Chromium is a mineral that breaks down carbohydrates and fats, and also makes GTF (Glucose Tolerance Factor). Insulin needs GTF to help glucose (sugar) go into the body’s cells. Some claim chromium can increase weight loss, build muscle mass, reduce body fat, lower cholesterol and improve insulin action. That’s a tall order! These claims appeal to most people, and definitely grab the attention of people with diabetes. So should chromium be a part of a diabetes meal plan?
What’s the Evidence for Chromium Supplementation?
Research studies on chromium have shown mixed results. Some studies suggest that chromium can help improve blood glucose levels in those people who have a deficiency in chromium. There is also evidence to suggest that chromium can help lower cholesterol levels. However, studies have shown no significant evidence that chromium helps with weight loss or building muscle mass. Another study reported that people who took chromium and an oral diabetes medication did not see any improvement in their blood sugar level.
How much Chromium is Okay?
At this time there is no specific amount of chromium recommended for people with diabetes. What if you have a deficiency? Most people don’t know if they do or not, since chromium deficiency is rarely measured by healthcare providers.

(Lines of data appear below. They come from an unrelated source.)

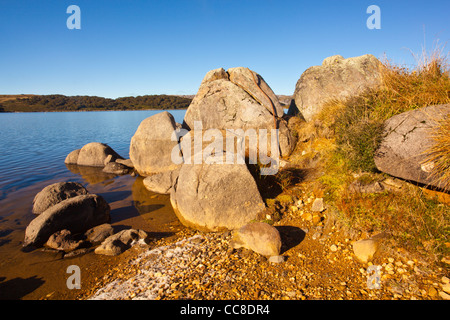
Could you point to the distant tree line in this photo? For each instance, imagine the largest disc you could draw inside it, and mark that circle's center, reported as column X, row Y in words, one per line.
column 56, row 102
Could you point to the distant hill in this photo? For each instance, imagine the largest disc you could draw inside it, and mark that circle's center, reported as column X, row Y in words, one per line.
column 56, row 102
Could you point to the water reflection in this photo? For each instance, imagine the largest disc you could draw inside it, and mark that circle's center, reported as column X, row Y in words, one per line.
column 91, row 175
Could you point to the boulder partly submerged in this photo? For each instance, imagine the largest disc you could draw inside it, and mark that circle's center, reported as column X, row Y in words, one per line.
column 151, row 145
column 92, row 154
column 238, row 99
column 55, row 193
column 336, row 79
column 121, row 241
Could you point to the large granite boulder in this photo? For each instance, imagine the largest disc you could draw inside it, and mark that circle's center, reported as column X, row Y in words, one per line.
column 76, row 214
column 55, row 193
column 161, row 182
column 215, row 197
column 238, row 99
column 336, row 79
column 151, row 146
column 92, row 154
column 406, row 139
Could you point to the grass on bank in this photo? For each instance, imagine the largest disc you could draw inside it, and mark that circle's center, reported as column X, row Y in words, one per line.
column 342, row 140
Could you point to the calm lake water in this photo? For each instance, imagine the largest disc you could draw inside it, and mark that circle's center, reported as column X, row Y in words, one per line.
column 34, row 145
column 32, row 153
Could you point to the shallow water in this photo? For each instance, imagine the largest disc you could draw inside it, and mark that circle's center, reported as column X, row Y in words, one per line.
column 32, row 153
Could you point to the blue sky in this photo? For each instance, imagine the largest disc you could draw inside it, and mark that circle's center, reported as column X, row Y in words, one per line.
column 133, row 47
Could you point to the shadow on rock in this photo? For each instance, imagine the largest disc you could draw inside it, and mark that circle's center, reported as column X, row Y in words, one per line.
column 91, row 175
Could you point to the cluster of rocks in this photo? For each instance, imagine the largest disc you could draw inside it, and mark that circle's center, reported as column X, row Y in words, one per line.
column 205, row 195
column 407, row 137
column 210, row 196
column 96, row 154
column 71, row 220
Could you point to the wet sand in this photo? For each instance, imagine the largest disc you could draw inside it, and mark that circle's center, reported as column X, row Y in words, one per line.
column 42, row 275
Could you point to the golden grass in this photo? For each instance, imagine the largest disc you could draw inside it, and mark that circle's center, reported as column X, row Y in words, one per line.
column 345, row 136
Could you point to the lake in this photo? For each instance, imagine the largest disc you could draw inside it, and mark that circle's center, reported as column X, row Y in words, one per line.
column 32, row 153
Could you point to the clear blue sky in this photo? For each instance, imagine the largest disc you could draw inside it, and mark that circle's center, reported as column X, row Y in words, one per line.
column 133, row 47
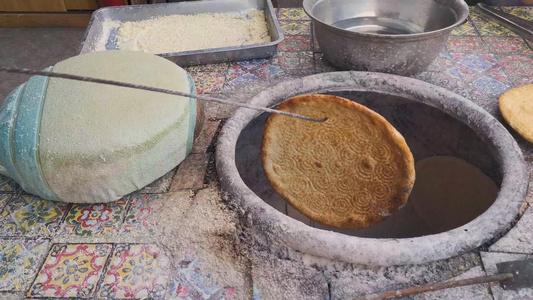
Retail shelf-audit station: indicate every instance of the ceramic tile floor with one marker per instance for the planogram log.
(54, 250)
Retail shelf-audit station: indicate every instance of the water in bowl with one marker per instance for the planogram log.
(379, 25)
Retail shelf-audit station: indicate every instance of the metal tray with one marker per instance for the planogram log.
(98, 34)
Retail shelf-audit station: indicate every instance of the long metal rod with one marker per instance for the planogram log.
(522, 27)
(436, 287)
(153, 89)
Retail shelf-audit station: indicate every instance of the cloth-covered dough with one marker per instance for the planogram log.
(95, 142)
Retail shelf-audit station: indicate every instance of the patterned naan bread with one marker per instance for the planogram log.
(516, 106)
(352, 171)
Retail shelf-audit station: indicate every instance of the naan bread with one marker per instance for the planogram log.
(516, 106)
(352, 171)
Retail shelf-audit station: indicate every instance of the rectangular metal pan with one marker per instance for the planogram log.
(100, 33)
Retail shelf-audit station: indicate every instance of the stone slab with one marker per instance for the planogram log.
(490, 259)
(349, 281)
(275, 278)
(203, 142)
(520, 238)
(191, 173)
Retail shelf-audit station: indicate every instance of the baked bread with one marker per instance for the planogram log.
(352, 171)
(516, 106)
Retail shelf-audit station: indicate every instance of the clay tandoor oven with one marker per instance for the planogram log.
(434, 122)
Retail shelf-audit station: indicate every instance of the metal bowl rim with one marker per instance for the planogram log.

The DRI (Daily Reference Intake) of chrimoium for adults is between 20 to 35 mcg/day depending on age and gender. However, most dietary supplements sold over the counter contain anywhere from 400 to 800 mcg. There is not enough data to set a Tolerable Upper Intake Level (UL) for chromium. In general, oral intake of chromium has a low level of toxicity, partly due to its very poor absorption. However, studies suggest that people with pre-existing kidney and liver disease may be particularly susceptible to the side effects of excess chromium.
Where is Chromium found?
Rich sources of chromium include meat, peas, beans, and cereals (particularly all-bran cereals). Whole-grains versions generally provides more chromium than refined grains. Here is a list of foods and their estimated chromium content (micrograms per 100 grams):
Common Foods and Chromium Content (mcg):
- Egg yolk – 183
- Brewer’s yeast – 112
- Beef – 57
- Cheese – 56
- Liver – 55
- Wine – 45
- Bread, whole meal, wheat – 42
- Black pepper – 35
- Rye bread – 30
- Chili, fresh – 30
- Apple peel – 27
- Potatoes, aged – 27
Source: The Composition of Foods by A.A. Paul & DAT, Southgate (UK) 1978
The Bottom Line
The hype surrounding chromium may have some truth to it. There have been positive studies about chromium’s role in blood glucose and cholesterol management, and keep your eye out for future studies that may offer recommendations for people with diabetes. If you choose to take a chromium supplement, check with your health care provider to make sure it doesn’t interfere with other medications you’re taking. Include foods in your diet that contain chromium and, most important of all, monitor your blood sugar levels to get the real facts about your diabetes management.